Gene test could guide use of chemotherapy in bowel cancer patients

A gene test routinely used on the NHS can also shed light on whether a bowel cancer patient will respond – or be resistant – to chemotherapy, scientists have found.

Known as the KRAS test, it is currently being used to predict how patients will respond to the cancer drug cetuximab.

But in a study, published in the journal Nature Medicine, researchers from The Institute of Cancer Research, Imperial College London and the Netherlands Cancer Institute said the test could guide the use of chemotherapy in people with bowel cancer by predicting whether or not they will benefit.

Professor Nicola Valeri, honorary professor of gastrointestinal oncology at The Institute of Cancer Research and Imperial College London, said: “This is the first time we have a genomic marker already used in the clinic that can tell us whether a patient’s cancer will be sensitive or resistant to chemotherapy.

“We hope doctors will use this data to improve care for patients with advanced bowel cancer without delay.”

For the study, the researchers looked at the entire genomes – complete genetic material – of 37 patients with advanced bowel cancer.

These patients had been treated with two drugs – trifluridine and tipiracil – as part of a last-line chemotherapy treatment.
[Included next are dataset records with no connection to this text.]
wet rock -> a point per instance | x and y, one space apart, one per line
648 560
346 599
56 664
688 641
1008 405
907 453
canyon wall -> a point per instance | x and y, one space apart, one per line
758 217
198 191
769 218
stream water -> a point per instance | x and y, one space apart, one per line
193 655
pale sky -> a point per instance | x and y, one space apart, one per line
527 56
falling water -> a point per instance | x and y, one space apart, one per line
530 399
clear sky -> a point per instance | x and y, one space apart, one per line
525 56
Responses to this treatment can vary greatly between patients, with some showing good responses while others see no benefit.

The team found that those who had a particular mutation (KRASG12) in a gene called KRAS were likely to have poor survival chances following trifluridine/tipiracilin treatment.
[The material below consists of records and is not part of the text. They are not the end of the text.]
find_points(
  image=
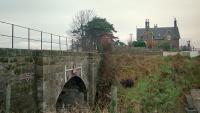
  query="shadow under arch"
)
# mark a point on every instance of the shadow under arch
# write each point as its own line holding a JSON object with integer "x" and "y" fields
{"x": 74, "y": 92}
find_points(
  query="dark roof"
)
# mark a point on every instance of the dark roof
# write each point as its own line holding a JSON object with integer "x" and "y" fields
{"x": 159, "y": 32}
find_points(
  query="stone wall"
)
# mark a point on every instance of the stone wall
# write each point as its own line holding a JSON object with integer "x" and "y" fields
{"x": 38, "y": 77}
The researchers then looked at data from a further 960 patients from 36 centres across the UK to confirm this finding.

Finally, the scientists looked at data from a clinical trial called RECOURSE and found that patients with a different mutation called KRASG13 saw their survival time triple from 2.9 months without treatment to 8.7 months with the treatment.

This was compared to no benefit from treatment in patients with the KRASG12 mutation, where both patients who received a placebo and patients who received the treatment survived for an average of six months.

The team found that patients without the KRAS mutations saw their survival improve by around two months after receiving treatment, compared to those who received a placebo.

Overall, the researchers said, the findings suggest that patients with KRASG12 mutations – accounting for around 28% of all patients with bowel cancer – do not benefit from trifluridine/tipiracil.

But patients without mutations in KRAS may benefit from trifluridine/tipiracil, and those with a KRASG13 mutation are likely to do very well on the treatment, they added.

Professor Valeri said: “It will be difficult for some patients to find out that this last-line drug will not benefit them, but this test will mean they are able to avoid unnecessary side effects and have a better quality of life with advanced cancer.

“Fortunately, our findings also reveal a group of patients who see substantial benefits from taking this type of chemotherapy.”

The experts said doctors could apply the gene test to direct treatment with trifluridine/tipiracil based on this evidence.

Professor Kristian Helin, chief executive of The Institute of Cancer Research, London, said: “This is an exciting advance for genomic medicine – showing that genomic tests are not just useful for guiding treatment with targeted therapies, but also chemotherapies.

“The study could have a big impact for people with advanced bowel cancer, by potentially giving them a more suitable treatment.”